Una de las muchas teorías acerca de cómo el ser humano domesticó al perro está relacionada con la del chacal dorado. Este era un antepasado del perro y solía rondar los campamentos de las primeras tribus que hacían fuego durante las noches para poder comer y calentarse. Estos primeros habitantes de la tierra se dieron cuenta de que si le daban comida al chacal dorado, éste se saciaba rápido, no los atacaba y se quedaba merodeando el entorno, y si venía alguien extraño les avisaba. De esta forma, el miedo a los enemigos de otras tribus y a que te cayera encima un depredador más grande dejó más tranquilos a los hombres y pudieron dormir. Claro que ese miedo atávico sobrevivió en la especie y se convirtió en insomnio. Por eso muchos especialistas aconsejan tener un perro si se tienen trastornos de sueño.
Cuando mi hija Anita entró en el Colegio Pestalozzi, era una alumna nueva y los compañeros ya se conocían de antes. Esa es una sensación, para quienes la pasaron, muy dura. Te sentís excluido, extraño. Y aunque ella es muy social –hace amigos rápido en las plazas– la marcó en los primeros días. Hasta que trabó amistad con Imbre, un nenito suizo que apenas hablaba español y que también era nuevo, como ella. Imbre estuvo un año en el colegio y se fue con su familia, pero mi hija me lo recuerda siempre. Me dice que fue su primer amigo y que lo extraña. Me dice que Imbre la ayudaba y la comprendía y la cuidaba.
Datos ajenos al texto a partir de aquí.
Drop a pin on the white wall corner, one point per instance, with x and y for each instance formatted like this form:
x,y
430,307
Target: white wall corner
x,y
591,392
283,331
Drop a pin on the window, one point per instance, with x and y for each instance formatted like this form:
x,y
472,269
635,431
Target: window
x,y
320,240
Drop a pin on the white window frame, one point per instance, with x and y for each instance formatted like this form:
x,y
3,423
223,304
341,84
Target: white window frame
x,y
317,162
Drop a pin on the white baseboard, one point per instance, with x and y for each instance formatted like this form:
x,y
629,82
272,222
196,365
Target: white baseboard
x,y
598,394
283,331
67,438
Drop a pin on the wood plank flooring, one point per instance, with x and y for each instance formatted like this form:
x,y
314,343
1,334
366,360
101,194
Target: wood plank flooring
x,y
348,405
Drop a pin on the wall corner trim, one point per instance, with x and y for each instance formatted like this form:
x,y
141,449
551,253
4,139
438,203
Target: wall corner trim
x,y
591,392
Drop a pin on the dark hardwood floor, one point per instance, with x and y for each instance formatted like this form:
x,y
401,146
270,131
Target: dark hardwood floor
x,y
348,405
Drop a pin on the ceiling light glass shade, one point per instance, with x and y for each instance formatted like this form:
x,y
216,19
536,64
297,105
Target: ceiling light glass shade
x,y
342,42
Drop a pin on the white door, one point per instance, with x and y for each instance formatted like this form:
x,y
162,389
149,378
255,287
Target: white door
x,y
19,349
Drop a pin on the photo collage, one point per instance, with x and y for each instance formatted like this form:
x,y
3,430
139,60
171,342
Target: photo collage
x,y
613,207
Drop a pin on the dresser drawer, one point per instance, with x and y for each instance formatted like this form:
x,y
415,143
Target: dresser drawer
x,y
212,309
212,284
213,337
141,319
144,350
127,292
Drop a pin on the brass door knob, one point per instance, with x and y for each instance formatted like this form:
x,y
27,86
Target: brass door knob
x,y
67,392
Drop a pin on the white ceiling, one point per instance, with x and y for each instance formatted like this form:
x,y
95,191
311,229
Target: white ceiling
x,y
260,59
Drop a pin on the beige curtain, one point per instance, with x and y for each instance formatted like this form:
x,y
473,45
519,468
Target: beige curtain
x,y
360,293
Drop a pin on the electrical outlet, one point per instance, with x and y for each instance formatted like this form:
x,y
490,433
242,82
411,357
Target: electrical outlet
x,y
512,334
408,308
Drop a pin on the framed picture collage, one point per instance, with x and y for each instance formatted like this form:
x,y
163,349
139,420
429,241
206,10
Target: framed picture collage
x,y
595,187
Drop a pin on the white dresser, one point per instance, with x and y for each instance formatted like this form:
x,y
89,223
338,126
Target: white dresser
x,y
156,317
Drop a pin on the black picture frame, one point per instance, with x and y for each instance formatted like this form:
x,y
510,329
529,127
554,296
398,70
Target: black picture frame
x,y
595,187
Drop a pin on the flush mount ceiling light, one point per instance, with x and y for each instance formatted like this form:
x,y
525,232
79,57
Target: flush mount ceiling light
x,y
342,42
Le dije que imagináramos un fuego en un campamento donde de golpe empieza a soplar viento y a caer una fuerte, fuerte lluvia. Pero el fuego misteriosamente nunca se apaga. ¿Sabés por qué?, le pregunté. No, me dijo. Le dije: porque Imbre en otro lugar del mundo está también pensando en vos y eso mantiene el fuego encendido. De la misma manera que vos lo encendés cuando pensás en Imbre. Se puso contenta.